Patrick's breathing became shallow and strained again, he felt his hands shaking.
"One night the army base where the hospital was located was attacked by German soldiers. Hundreds of them, armed to the teeth with rifles and bayonets. Most of us were asleep, and the few men who were stationed to protect the base were soon overwhelmed. My room was in the Officer's quarters and I was shaken awake by Sergeant Major Sudbury-Stewart.
'Get up and get out! We're overrun' he shouted, throwing me a rifle and a handful of bullets before running out the door.
He was a terrifying man, I remember. Well over six foot five, built like a brick outhouse, with a ruddy complexion, an enormous greying moustache, and a voice like a foghorn. The young Privates used to quake in fear at the sight of him. But at that moment, he was the one quaking with fear."
Patrick paused.
"I never saw him again. I don't think they ever found his body. I think he had about seven children."

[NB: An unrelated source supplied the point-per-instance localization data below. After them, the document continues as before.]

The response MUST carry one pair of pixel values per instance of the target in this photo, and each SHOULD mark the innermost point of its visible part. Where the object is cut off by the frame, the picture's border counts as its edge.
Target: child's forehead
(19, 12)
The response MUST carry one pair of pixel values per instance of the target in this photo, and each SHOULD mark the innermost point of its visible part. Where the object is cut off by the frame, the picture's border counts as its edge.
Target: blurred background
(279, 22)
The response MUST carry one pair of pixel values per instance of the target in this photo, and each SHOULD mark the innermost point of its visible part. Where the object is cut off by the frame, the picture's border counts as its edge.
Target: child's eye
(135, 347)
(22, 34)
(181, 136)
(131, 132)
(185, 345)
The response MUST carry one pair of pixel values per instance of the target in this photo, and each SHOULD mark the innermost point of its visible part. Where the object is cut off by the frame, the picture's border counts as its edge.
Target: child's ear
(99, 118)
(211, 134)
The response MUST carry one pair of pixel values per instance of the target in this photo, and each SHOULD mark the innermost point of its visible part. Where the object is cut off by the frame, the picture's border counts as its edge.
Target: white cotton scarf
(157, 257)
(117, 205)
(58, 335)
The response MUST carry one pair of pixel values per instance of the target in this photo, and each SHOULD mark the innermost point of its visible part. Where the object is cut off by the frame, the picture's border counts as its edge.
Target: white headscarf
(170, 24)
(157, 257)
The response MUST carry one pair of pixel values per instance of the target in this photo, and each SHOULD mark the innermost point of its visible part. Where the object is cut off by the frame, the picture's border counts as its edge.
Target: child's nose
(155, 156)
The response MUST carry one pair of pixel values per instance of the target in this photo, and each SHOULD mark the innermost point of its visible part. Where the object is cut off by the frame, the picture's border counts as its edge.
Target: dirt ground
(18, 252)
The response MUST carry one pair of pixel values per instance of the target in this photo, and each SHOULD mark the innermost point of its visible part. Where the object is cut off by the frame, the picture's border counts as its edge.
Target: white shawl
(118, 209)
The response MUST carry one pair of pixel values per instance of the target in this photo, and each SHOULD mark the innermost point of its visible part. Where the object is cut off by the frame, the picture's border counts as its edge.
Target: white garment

He swallowed the lump in his throat, biting his bottom lip, trying not to sob.
"Being a medic, rather than a frontline soldier, I had only ever fired a rifle once in the brief 'training' we received when we arrived. And it is really easy to hit a painted target on a tree. Trees don't want to kill you."

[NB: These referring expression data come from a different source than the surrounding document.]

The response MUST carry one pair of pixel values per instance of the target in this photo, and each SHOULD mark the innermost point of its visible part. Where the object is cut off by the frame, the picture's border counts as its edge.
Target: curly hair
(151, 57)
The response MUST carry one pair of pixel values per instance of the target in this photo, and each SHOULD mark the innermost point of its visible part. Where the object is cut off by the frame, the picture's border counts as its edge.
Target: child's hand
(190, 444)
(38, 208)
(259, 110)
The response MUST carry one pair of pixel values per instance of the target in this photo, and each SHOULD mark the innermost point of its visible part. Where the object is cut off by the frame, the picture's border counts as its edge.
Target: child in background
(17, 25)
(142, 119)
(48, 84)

He felt an icy shiver course through his entire body.
"At that moment all my instincts were telling me to run, to run as fast as I could away from the advancing Germans. But that was the one thing I could not do, I had to fight. I had to fight for my life, and the lives of my colleagues. I had no choice."

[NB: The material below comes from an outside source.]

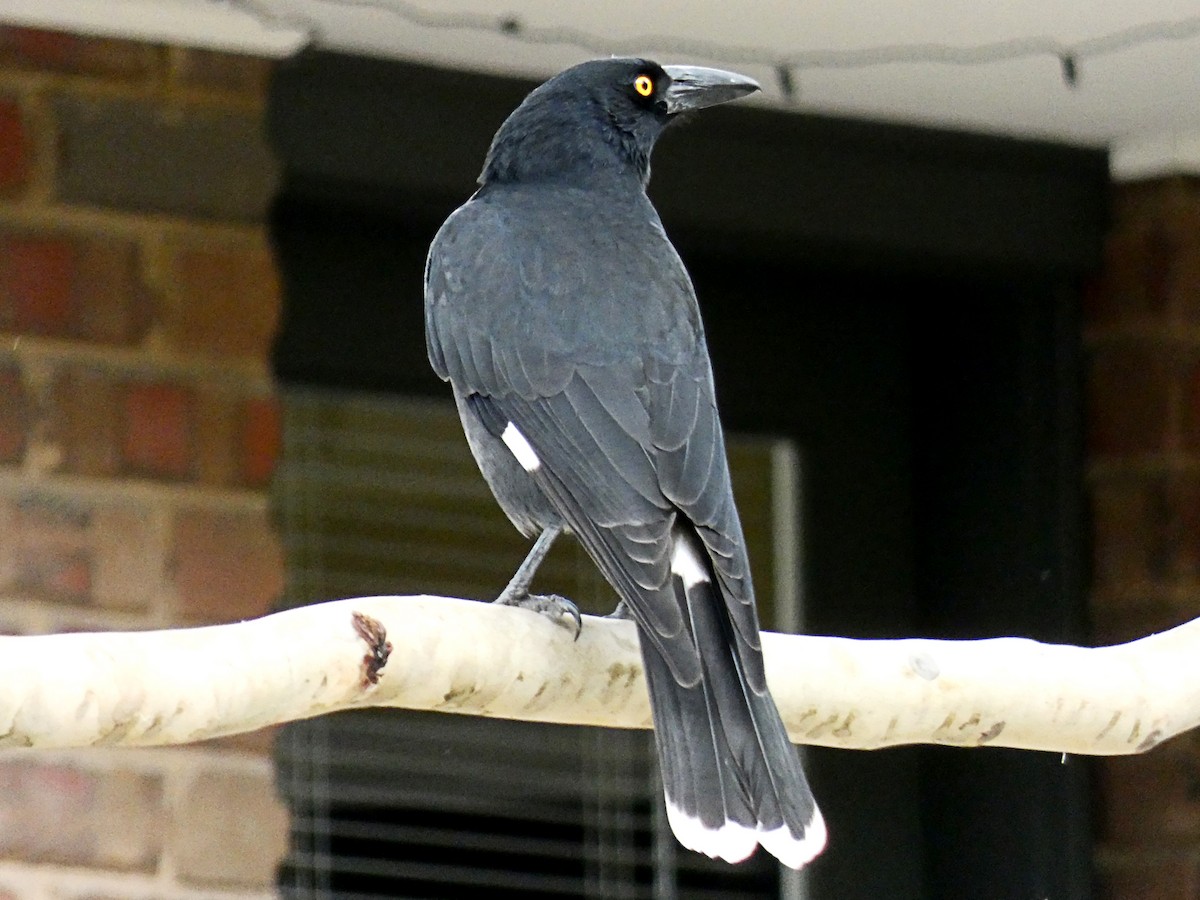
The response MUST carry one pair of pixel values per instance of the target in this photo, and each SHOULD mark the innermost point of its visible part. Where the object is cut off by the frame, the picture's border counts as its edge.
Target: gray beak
(696, 87)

He could not stop himself from crying now; he could not keep his emotions contained any longer. He sobbed uncontrollably, holding onto his daughter for support.
"And that was when I killed. I killed four German soldiers that night. They were so close, if each of them had not hesitated for a second, I would have been the dead one. I saw the whites of their eyes. I saw the light drain from those eyes as my bullets hit them. I felt their blood hit me in the face, soaking me, staining me, marking me guilty of the crime I had committed. The last one looked no more than sixteen, a child in a man's world. I shot him once, but my hands were shaking so much that the bullet did not hit him where it would have killed him instantly. He had a round belly, and the bullet carved through him, left to right. He screamed and staggered, blood and intestines pouring from the wound. I aimed at him again, but my rifle was empty. So…"
Patrick's voice trembled, his breathing so laboured he could hardly speak.
"…I bludgeoned him to death with the butt of my rifle. I knocked off his tin helmet, and then continued to hit him until, until, until I heard his skull crack. Two more blows and he stopped moving. I, a Doctor killed a boy, some poor man's son. That is not what Doctors do. He was barely older than Tim, and I killed him."
Patrick sat bolt upright, look of terror on his face and screamed.
"I killed him."
The baby on his chest whimpered. Patrick rocked her gently.
"In war, you lose all sense of right and wrong. On a battlefield, you must do all you can to survive. That is the only thing you think, I must survive. I must live."
He continued to sob for a moment, but stopped at the slight of his daughter smiling up at him. He tried to smile back, but could not do so.
"War does terrible things to a man," he continued, "Terrible things. Things that no-one should have to experience. Especially not you, I'll make sure of that."